Jerry Chen created MAPREDUCE-5494:
-------------------------------------
Summary: Hash-based MapReduce
Key: MAPREDUCE-5494
URL: https://issues.apache.org/jira/browse/MAPREDUCE-5494
Project: Hadoop Map/Reduce
Issue Type: New Feature
Components: mrv2
Affects Versions: trunk
Reporter: Jerry Chen
Assignee: Jerry Chen
To support parallel processing, the MapReduce computation model essentially
implements group data by key, then apply the reduce function to each group. The
currently implementation of MapReduce framework uses sort-merge to guarantee
the computation model. While “sort-merge” is relatively expensive when only
grouping is needed. And this is what hash capable to do.
We propose to implement Hash-based MapReduce which utilizes hash to guarantee
the computation model instead of the sort merge. This technique will works as
following:
1. At map side, the hash map output collector will collect the map output
directly to the corresponding partition buffer (for each reduces) without
sorting (first level partition). Each partition buffer can be flushed to disk
if the buffer is full or close to full. To handling disk IO efficiently when
there are too many partitions (reduces), the map side can be optimized by using
a shared buffer for different partitions. Counting sort on partition number can
be performed when flushing the shared buffer.

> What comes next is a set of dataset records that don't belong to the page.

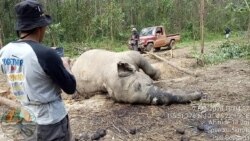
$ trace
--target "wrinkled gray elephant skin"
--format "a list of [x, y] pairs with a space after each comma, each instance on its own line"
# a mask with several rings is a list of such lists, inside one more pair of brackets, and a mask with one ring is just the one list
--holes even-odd
[[72, 72], [77, 91], [85, 98], [98, 92], [107, 92], [117, 102], [137, 104], [187, 103], [201, 98], [199, 92], [185, 94], [154, 86], [160, 71], [136, 51], [86, 51], [75, 61]]

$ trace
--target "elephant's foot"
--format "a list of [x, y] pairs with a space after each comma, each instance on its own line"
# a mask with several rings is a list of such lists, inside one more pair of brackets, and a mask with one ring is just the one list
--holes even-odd
[[150, 103], [154, 105], [169, 105], [172, 103], [189, 103], [193, 100], [200, 100], [201, 92], [194, 92], [190, 94], [178, 93], [174, 91], [165, 91], [156, 86], [149, 89]]

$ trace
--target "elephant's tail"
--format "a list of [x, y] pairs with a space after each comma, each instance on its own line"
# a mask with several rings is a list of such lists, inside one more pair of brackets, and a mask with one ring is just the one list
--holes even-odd
[[172, 104], [172, 103], [189, 103], [193, 100], [200, 100], [201, 92], [184, 93], [180, 90], [163, 90], [159, 87], [153, 86], [149, 89], [151, 104]]

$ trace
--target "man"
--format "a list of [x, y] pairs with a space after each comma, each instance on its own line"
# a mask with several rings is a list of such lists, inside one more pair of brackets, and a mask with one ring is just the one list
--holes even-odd
[[131, 41], [131, 44], [132, 44], [132, 48], [135, 51], [138, 51], [139, 37], [140, 36], [139, 36], [139, 34], [137, 32], [137, 29], [135, 27], [133, 27], [130, 41]]
[[34, 0], [18, 3], [15, 11], [20, 39], [0, 50], [0, 66], [12, 93], [35, 116], [36, 132], [29, 140], [69, 141], [69, 119], [61, 89], [73, 94], [76, 81], [69, 64], [40, 44], [52, 19]]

2. At reduce side, the hash shuffle will fetch its own partitions from maps as
usually. While fetching, the records will be further partitioned (secondary
level partition) by a universal hash function. By properly choosing the number
of the partitions, every single partition should be able to fit into the
memory. For cases such as much skewed distribution of the keys, the size of a
partition may be too large to fit into the memory. When this happens, a
parameter can be used to control whether we simply choose to fail the job or to
try further partition the large partition into smaller ones using another hash
function.
3. Once all the data are fetched and partitioned at reduce side, it starts
iterating. A RawKeyValueIterator will be wrapped to process and iterating the
partitions one by one. The processing for each partition is to load the
partition into memory and a hash table can be built. And an iterator will be
wrapped on the hash table to feed reduce the groups of keys and values in the
hash table.
Although there are some JIRAs related in using hash in MapReduce, the process
proposed here has some fundamental differences with them. MAPREDUCE-1639
(Grouping using hashing instead of sorting) is described to be replacement of
map side sort only. MAPREDUCE-3247 (Add hash aggregation style data flow and/or
new API) and MAPREDUCE-4039 (Sort Avoidance) are mostly focused on no sort map
reduce and not trying to guarantee the computation model at the framework
level. From the above process, this work is a complete hash based approach.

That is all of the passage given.